After contracting by 2% in 2009, world GDP rebounded by more than 4% in 2010, driven by two main factors: restocking and a recovery in international trade, which grew by 15% in volume terms in 2010 after having fallen by 13% in 2009.
Against this background, corporate insolvencies declined in more than half of the countries in Euler Hermes’ sample. The two regions that have been driving the global economic recovery – Asia-Pacific and America – recorded the sharpest improvement, with corporate insolvencies down by respectively 12% and 8%, after two years of strong increases.
For Europe, 2010 was on the whole less positive. Business failures continued to rise in Southern Europe (Greece, Italy and Portugal). Spain was the exception with a 5% fall in corporate insolvencies, but this followed a five-fold increase over the previous three years. There were improvements in Eastern Europe (Hungary, Poland, Czech Republic, Russia and Slovakia) and in some other countries such as Belgium, Denmark, Ireland, Luxembourg and Switzerland. The improvement was slight, a 2% decrease, in France and Germany. Although the improvement was more marked in Finland, Norway, the Netherlands and the United Kingdom, it did not offset the very strong rise in insolvencies over the preceding years.
High Levels in 2011-2012
According to Karine Berger, Head of Market Management and Strategic Marketing, and Chief Economist at Euler Hermes, “the ongoing recovery in the world economy is likely to keep corporate insolvencies on a downward trend in all regions out to 2012.” However, this improvement could be curtailed by several factors, particularly in industrialised countries where many companies have recovered only part of their former leeway:
– Slower pace of world economic growth – expected to drop to around 3% in 2011 and 2012 – and, more particularly, the sluggish momentum of the European countries as a whole;
– Rising production costs (raw materials, payroll costs, etc.); and
– Monetary tightening, with a significant loss of competitiveness linked to exchange rates for some countries.
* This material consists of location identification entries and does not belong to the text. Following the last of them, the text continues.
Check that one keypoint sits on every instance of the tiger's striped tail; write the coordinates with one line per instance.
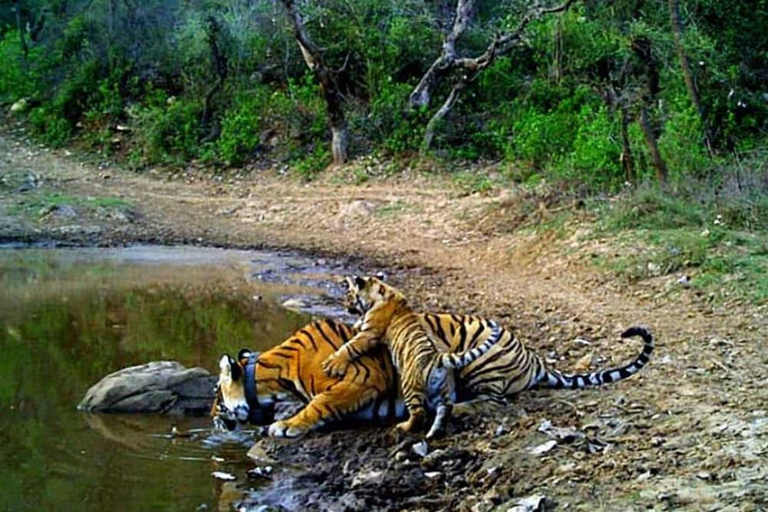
(555, 379)
(458, 361)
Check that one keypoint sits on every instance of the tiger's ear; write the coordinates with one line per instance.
(228, 367)
(244, 353)
(235, 369)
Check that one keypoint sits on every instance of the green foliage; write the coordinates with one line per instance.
(169, 131)
(551, 108)
(310, 165)
(240, 129)
(720, 242)
(16, 81)
(52, 128)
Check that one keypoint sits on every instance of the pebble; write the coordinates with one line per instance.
(421, 449)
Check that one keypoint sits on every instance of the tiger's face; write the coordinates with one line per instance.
(364, 292)
(230, 407)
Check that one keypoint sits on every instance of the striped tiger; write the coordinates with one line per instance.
(508, 368)
(251, 384)
(426, 372)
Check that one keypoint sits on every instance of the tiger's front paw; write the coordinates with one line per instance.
(283, 429)
(335, 366)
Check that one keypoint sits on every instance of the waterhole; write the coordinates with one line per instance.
(70, 316)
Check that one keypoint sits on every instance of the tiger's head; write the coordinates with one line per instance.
(365, 292)
(232, 407)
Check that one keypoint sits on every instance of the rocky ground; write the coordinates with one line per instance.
(690, 432)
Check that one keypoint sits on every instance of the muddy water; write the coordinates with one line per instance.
(68, 317)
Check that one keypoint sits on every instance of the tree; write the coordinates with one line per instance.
(685, 65)
(313, 57)
(469, 67)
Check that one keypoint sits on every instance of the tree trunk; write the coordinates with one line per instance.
(422, 94)
(221, 68)
(557, 59)
(21, 30)
(627, 161)
(334, 100)
(685, 64)
(662, 174)
(501, 44)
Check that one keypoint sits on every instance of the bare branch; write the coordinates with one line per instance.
(504, 43)
(334, 100)
(421, 95)
(448, 60)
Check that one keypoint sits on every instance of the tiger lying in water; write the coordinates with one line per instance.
(426, 373)
(250, 386)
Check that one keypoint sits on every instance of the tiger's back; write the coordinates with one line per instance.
(510, 367)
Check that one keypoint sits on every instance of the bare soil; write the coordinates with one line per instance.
(690, 432)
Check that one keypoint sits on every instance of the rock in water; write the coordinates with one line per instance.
(156, 387)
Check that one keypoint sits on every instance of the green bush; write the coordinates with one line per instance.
(16, 80)
(50, 126)
(240, 128)
(169, 131)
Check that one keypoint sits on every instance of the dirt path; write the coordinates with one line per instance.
(689, 432)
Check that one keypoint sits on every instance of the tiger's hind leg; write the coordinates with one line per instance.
(345, 398)
(480, 405)
(441, 417)
(417, 414)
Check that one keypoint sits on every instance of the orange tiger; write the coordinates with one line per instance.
(291, 372)
(426, 372)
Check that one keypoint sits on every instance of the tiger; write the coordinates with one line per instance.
(250, 386)
(507, 369)
(426, 373)
(291, 372)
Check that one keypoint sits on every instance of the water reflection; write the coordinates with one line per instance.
(66, 320)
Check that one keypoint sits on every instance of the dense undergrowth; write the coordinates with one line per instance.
(223, 84)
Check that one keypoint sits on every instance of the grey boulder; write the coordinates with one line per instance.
(156, 387)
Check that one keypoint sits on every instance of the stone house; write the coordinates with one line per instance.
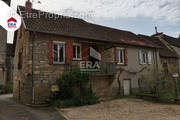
(3, 53)
(46, 47)
(170, 60)
(3, 41)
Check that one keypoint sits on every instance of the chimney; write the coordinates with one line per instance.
(156, 30)
(28, 6)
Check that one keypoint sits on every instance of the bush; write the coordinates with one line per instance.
(75, 89)
(160, 85)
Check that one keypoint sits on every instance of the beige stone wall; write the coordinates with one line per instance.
(3, 40)
(133, 70)
(172, 64)
(45, 74)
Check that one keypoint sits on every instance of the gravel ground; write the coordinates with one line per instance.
(10, 110)
(124, 109)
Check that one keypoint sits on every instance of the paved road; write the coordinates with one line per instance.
(10, 110)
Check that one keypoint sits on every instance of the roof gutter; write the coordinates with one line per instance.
(28, 29)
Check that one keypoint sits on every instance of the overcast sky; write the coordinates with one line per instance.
(138, 16)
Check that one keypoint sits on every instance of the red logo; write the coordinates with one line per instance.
(12, 22)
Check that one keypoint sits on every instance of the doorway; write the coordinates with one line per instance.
(127, 86)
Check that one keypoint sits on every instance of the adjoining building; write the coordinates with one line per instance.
(3, 50)
(46, 47)
(173, 44)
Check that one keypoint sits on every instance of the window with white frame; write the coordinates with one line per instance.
(142, 57)
(59, 52)
(149, 57)
(120, 55)
(76, 51)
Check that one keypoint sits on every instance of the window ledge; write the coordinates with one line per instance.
(58, 63)
(77, 59)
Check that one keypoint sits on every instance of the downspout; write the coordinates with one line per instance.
(156, 57)
(33, 92)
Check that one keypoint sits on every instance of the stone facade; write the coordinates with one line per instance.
(45, 74)
(3, 40)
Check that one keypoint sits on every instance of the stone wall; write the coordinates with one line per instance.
(3, 41)
(45, 74)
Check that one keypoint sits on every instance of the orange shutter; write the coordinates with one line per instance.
(125, 57)
(116, 57)
(50, 52)
(69, 52)
(85, 52)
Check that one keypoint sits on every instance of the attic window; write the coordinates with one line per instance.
(120, 55)
(142, 57)
(77, 52)
(58, 53)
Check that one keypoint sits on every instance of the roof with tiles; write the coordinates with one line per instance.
(171, 40)
(164, 51)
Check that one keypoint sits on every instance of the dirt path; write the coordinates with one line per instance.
(9, 110)
(124, 109)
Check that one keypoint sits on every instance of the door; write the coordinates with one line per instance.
(127, 87)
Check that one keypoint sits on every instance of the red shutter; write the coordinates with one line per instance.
(125, 57)
(85, 52)
(50, 52)
(69, 52)
(116, 57)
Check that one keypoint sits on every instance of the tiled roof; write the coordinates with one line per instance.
(164, 51)
(171, 40)
(74, 27)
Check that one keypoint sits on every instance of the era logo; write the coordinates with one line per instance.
(12, 22)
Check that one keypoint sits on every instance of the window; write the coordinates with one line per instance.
(76, 52)
(165, 66)
(120, 55)
(20, 53)
(149, 57)
(59, 53)
(142, 57)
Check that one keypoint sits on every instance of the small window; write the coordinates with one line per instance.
(149, 57)
(76, 52)
(120, 56)
(59, 53)
(142, 57)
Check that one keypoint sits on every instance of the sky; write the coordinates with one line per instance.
(137, 16)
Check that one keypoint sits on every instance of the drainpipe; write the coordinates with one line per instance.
(33, 96)
(156, 57)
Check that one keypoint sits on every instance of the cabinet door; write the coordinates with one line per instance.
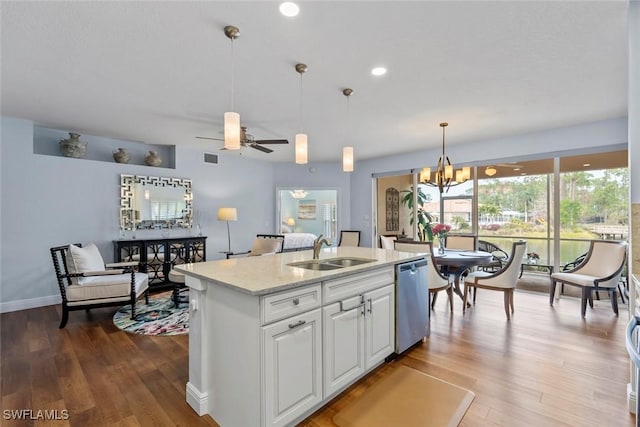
(379, 325)
(343, 328)
(292, 367)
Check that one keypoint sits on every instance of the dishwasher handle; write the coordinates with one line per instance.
(631, 348)
(412, 266)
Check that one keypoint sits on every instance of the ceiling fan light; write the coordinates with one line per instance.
(231, 131)
(301, 149)
(347, 159)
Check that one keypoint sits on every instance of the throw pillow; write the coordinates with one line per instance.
(85, 259)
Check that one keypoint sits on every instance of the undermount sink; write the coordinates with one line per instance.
(331, 263)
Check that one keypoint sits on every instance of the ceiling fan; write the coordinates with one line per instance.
(247, 140)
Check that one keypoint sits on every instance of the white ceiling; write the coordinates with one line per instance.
(160, 72)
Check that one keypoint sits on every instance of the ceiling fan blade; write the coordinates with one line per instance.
(263, 149)
(213, 139)
(508, 165)
(271, 141)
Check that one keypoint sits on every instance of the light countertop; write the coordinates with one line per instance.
(266, 274)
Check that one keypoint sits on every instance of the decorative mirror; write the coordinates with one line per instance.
(150, 203)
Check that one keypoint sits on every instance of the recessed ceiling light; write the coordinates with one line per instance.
(379, 71)
(289, 9)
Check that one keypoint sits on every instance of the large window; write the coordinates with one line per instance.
(518, 203)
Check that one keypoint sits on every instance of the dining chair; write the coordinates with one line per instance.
(498, 256)
(349, 238)
(454, 241)
(600, 270)
(504, 280)
(436, 281)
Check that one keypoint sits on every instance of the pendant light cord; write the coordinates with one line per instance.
(232, 73)
(301, 106)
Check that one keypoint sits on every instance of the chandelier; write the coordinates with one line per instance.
(444, 176)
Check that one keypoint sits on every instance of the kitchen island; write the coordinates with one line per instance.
(270, 343)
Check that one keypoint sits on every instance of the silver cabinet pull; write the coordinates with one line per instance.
(295, 325)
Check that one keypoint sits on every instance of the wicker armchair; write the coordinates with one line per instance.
(85, 281)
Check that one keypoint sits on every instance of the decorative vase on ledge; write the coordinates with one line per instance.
(152, 159)
(73, 147)
(121, 156)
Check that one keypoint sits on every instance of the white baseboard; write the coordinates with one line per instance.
(25, 304)
(198, 400)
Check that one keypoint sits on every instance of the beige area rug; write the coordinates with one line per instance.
(407, 398)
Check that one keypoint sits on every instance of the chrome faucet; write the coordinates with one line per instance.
(317, 245)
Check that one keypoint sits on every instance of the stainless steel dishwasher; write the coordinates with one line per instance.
(412, 304)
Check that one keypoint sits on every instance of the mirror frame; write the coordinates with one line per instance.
(127, 183)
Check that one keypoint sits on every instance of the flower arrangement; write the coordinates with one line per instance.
(441, 230)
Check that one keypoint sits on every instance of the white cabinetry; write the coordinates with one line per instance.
(358, 328)
(271, 360)
(292, 367)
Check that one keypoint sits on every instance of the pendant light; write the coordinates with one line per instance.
(231, 119)
(301, 152)
(347, 152)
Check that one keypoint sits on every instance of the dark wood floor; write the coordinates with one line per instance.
(545, 367)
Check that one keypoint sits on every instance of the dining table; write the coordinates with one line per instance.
(459, 261)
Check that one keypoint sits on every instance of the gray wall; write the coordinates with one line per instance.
(50, 200)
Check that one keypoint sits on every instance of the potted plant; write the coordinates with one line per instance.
(424, 219)
(532, 257)
(441, 231)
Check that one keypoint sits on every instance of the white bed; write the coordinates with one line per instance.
(298, 241)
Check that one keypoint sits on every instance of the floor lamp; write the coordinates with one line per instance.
(228, 214)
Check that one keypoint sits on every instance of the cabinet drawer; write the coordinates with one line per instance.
(338, 289)
(289, 303)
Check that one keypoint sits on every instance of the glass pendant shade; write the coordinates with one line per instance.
(301, 149)
(425, 174)
(347, 159)
(448, 172)
(466, 173)
(231, 131)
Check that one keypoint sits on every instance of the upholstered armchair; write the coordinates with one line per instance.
(85, 281)
(436, 280)
(503, 280)
(600, 270)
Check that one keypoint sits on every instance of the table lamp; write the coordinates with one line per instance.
(228, 214)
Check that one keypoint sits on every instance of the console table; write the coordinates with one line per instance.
(157, 256)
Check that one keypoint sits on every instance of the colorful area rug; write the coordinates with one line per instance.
(407, 398)
(160, 317)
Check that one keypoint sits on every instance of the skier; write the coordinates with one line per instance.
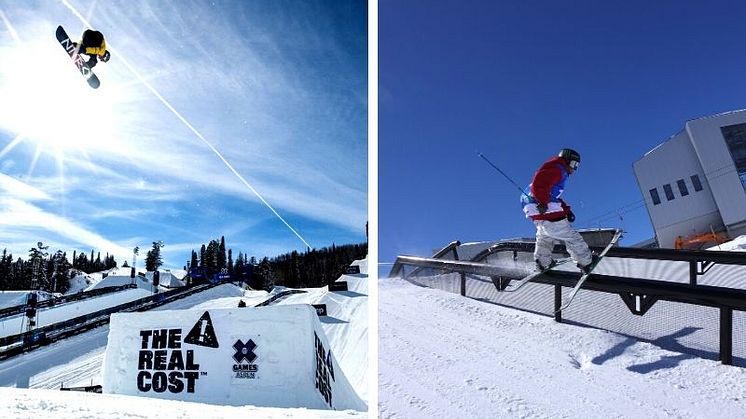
(93, 45)
(552, 216)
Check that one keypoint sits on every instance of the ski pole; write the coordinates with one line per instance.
(501, 172)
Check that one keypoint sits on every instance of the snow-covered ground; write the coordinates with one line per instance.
(442, 355)
(30, 382)
(15, 298)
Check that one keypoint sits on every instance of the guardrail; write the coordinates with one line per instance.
(42, 336)
(53, 302)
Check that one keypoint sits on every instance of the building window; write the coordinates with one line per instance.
(697, 184)
(669, 192)
(654, 195)
(735, 139)
(682, 187)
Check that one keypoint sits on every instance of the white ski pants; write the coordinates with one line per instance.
(547, 232)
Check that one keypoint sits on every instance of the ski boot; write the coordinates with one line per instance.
(541, 268)
(589, 267)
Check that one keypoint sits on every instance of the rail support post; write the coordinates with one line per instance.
(557, 303)
(726, 335)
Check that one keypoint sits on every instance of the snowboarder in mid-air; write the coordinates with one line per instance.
(93, 45)
(552, 216)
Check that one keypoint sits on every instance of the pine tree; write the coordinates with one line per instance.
(153, 259)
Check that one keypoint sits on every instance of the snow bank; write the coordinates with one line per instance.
(119, 280)
(273, 356)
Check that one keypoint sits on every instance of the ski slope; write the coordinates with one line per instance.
(77, 361)
(443, 356)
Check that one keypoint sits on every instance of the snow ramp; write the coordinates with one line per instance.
(276, 356)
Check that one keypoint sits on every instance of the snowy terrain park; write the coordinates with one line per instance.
(442, 355)
(202, 356)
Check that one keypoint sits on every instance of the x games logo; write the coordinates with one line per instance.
(245, 353)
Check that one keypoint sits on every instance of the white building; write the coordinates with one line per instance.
(695, 182)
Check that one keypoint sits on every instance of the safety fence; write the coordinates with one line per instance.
(56, 301)
(42, 336)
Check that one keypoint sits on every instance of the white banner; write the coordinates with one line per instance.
(268, 356)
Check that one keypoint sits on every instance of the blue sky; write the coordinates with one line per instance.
(518, 81)
(277, 89)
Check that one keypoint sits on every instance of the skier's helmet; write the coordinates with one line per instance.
(571, 156)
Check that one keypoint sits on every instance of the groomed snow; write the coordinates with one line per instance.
(76, 361)
(445, 356)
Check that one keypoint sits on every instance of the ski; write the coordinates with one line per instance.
(515, 286)
(69, 47)
(585, 276)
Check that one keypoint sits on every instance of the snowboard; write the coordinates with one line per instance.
(69, 47)
(585, 276)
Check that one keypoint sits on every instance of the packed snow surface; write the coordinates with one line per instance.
(445, 356)
(76, 361)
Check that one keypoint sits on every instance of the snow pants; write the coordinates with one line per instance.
(547, 232)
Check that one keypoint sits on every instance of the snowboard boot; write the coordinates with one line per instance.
(541, 268)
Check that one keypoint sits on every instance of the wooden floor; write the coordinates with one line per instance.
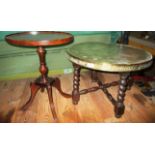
(94, 107)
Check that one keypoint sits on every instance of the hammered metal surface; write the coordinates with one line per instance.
(109, 57)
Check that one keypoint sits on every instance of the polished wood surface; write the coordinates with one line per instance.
(109, 57)
(93, 107)
(39, 38)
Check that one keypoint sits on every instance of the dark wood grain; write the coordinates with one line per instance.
(35, 43)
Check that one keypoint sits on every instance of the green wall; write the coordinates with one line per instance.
(18, 62)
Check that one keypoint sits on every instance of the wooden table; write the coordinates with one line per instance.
(41, 40)
(122, 59)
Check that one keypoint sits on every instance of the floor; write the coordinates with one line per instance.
(94, 107)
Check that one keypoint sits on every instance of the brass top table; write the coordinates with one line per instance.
(41, 40)
(110, 58)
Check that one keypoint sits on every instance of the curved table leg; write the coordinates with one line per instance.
(57, 85)
(119, 106)
(76, 84)
(50, 97)
(34, 89)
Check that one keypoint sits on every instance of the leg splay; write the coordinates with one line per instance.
(119, 106)
(76, 84)
(34, 89)
(50, 96)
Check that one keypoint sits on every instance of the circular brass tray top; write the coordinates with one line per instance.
(40, 38)
(109, 57)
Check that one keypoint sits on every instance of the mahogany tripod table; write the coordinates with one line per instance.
(102, 57)
(41, 40)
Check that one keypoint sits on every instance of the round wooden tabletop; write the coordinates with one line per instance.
(109, 57)
(40, 38)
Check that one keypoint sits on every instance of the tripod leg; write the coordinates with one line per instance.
(50, 96)
(119, 107)
(34, 89)
(76, 84)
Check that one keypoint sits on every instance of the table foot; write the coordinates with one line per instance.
(119, 106)
(34, 89)
(57, 85)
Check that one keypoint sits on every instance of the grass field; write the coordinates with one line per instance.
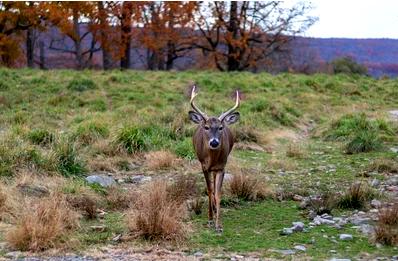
(298, 135)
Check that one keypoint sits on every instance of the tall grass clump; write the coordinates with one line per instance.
(67, 159)
(360, 133)
(42, 225)
(356, 197)
(157, 216)
(40, 136)
(88, 132)
(81, 85)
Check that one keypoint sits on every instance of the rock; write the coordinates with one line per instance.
(319, 220)
(297, 198)
(298, 226)
(366, 229)
(198, 254)
(104, 181)
(285, 251)
(375, 203)
(286, 231)
(375, 183)
(139, 179)
(345, 237)
(13, 254)
(33, 190)
(228, 177)
(300, 248)
(392, 181)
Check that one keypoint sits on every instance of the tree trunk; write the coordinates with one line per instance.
(42, 56)
(106, 57)
(233, 51)
(30, 45)
(126, 35)
(77, 40)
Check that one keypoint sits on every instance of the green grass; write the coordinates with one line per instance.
(256, 228)
(62, 122)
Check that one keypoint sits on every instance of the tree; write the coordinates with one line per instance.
(167, 32)
(72, 30)
(243, 35)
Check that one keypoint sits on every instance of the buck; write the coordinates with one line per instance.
(213, 141)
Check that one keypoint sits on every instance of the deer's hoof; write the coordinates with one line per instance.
(219, 230)
(210, 223)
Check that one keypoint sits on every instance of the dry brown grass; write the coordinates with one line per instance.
(286, 164)
(163, 159)
(386, 230)
(247, 187)
(42, 224)
(295, 150)
(120, 199)
(156, 216)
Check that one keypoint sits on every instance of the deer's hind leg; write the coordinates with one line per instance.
(210, 193)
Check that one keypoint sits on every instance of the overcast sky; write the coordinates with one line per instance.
(354, 18)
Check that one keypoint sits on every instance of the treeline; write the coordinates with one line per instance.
(228, 36)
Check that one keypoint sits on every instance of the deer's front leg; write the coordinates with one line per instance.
(210, 195)
(218, 179)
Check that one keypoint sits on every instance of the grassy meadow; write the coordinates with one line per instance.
(298, 136)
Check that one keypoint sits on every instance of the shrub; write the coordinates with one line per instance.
(160, 160)
(66, 159)
(40, 137)
(363, 141)
(81, 85)
(355, 197)
(42, 225)
(156, 216)
(386, 229)
(88, 132)
(248, 188)
(348, 65)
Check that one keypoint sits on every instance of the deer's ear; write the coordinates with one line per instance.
(232, 118)
(195, 117)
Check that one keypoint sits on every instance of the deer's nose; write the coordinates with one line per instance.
(214, 143)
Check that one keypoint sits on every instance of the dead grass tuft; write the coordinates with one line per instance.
(42, 225)
(386, 230)
(156, 216)
(163, 159)
(246, 187)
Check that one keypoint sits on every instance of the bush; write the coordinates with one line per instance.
(88, 132)
(42, 225)
(363, 141)
(66, 159)
(156, 216)
(348, 65)
(355, 197)
(81, 85)
(40, 137)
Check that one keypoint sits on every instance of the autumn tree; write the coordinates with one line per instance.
(15, 19)
(80, 13)
(167, 32)
(242, 35)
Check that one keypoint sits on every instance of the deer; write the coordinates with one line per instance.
(213, 142)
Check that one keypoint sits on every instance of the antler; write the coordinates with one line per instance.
(193, 95)
(222, 116)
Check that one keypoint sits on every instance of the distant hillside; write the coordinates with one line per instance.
(379, 55)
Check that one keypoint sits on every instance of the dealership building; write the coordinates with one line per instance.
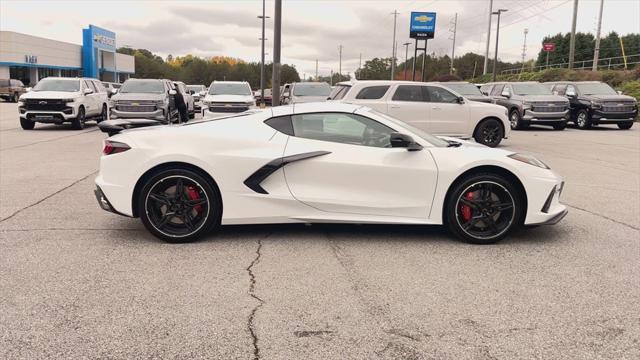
(31, 58)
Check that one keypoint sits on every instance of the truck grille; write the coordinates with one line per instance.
(44, 105)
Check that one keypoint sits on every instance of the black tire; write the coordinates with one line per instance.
(78, 122)
(27, 124)
(583, 120)
(489, 132)
(625, 125)
(103, 114)
(516, 120)
(168, 217)
(487, 219)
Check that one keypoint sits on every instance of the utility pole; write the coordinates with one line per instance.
(277, 32)
(262, 39)
(393, 50)
(495, 57)
(453, 47)
(596, 51)
(340, 63)
(406, 55)
(572, 42)
(486, 52)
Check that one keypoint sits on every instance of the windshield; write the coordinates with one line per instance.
(531, 89)
(424, 135)
(229, 89)
(302, 89)
(142, 86)
(464, 89)
(196, 88)
(596, 89)
(68, 85)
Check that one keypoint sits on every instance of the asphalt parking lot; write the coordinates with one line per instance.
(78, 282)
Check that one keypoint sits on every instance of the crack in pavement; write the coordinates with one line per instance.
(602, 216)
(252, 286)
(49, 140)
(47, 197)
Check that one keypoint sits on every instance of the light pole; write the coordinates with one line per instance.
(495, 57)
(406, 55)
(262, 39)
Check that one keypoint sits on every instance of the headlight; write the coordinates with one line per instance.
(529, 159)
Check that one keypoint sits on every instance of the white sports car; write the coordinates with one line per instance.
(320, 162)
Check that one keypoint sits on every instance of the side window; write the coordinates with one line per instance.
(372, 92)
(497, 90)
(409, 93)
(282, 124)
(342, 128)
(440, 95)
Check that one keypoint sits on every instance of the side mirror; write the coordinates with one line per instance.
(405, 141)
Given the above, the fall in the global insolvencies index is likely to be moderate in 2011 (-7%) and 2012 (-5%), with exceptions linked to specific economic conditions (Greece and Portugal) or exceptional events (Japan). “Overall, the fall in the global index from 2010-2012 will not be large enough to offset the record increases of 2008 and 2009. In other words, corporate insolvency levels in 2012 will still be higher than in 2007 in many countries,” says Wilfried Verstraete.